If you're a pot smoking African-American or Hispanic in New York City, chances are you and the NYPD are on a first-name basis.If you toke in the Big Apple, chances are you've had a run-in with one of New York's "finest." If you're African-American or Hispanic, chances are you and the NYPD are on a first-name basis.
That's the dope from a new study by investigators at the National Development Research Institute (NDRI) -- an independent New York City think-tank specializing in substance abuse issues.

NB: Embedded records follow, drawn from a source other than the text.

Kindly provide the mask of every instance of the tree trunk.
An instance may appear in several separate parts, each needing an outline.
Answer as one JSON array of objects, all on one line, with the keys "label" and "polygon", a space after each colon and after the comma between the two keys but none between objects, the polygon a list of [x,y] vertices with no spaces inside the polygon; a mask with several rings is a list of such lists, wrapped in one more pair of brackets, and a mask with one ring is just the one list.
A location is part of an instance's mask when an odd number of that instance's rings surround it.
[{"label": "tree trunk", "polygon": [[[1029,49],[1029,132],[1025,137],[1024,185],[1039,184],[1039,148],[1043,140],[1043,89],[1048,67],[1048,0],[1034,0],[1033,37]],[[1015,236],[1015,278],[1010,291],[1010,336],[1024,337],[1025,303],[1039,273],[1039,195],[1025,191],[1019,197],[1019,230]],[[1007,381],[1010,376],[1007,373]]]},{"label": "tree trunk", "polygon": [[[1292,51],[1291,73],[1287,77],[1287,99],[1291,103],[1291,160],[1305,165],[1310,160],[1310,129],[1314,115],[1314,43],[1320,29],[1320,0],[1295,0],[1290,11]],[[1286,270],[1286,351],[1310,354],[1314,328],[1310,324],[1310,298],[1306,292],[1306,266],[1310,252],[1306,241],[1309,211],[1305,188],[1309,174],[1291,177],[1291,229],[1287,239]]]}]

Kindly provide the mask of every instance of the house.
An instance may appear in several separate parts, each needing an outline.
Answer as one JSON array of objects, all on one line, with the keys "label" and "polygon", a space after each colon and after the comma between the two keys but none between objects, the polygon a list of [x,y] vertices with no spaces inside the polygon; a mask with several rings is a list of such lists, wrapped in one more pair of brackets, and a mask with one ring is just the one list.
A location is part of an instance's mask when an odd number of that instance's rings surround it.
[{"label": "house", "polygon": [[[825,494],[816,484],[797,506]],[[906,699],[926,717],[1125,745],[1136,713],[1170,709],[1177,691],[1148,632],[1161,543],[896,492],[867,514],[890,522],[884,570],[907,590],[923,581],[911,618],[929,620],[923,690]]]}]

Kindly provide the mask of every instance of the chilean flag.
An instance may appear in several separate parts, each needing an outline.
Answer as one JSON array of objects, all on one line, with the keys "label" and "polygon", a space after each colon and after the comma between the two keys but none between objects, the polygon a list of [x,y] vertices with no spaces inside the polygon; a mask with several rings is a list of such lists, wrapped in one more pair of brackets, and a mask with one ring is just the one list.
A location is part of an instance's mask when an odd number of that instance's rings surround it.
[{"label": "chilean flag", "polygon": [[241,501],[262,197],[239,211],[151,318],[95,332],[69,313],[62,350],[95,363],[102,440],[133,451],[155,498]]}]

The study, entitled "The race/ethnicity disparity in misdemeanor marijuana arrests in New York City," analyzes NYC marijuana arrest data from 1980 to 2006. Its authors pay particular attention to the startling number of defendants arrested for "possessing marijuana in the fifth degree" (aka smoking pot in public) -- a misdemeanor crime that city cops began enforcing en masse under former Mayor Rudy Giuliani's "Quality of Life" policing initiative. (Although the possession of less than 25 grams of pot is punishable under state law by a fine-only civil citation, New York Statute 221.10 defines the possession or use of marijuana "open to public view" as a criminal misdemeanor punishable by up five days in jail.) The study's findings, which appear in the spring 2007 edition of the journal Criminology and Public Policy, are a sobering reminder of how race and class largely determine who is impacted by the war on cannabis consumers.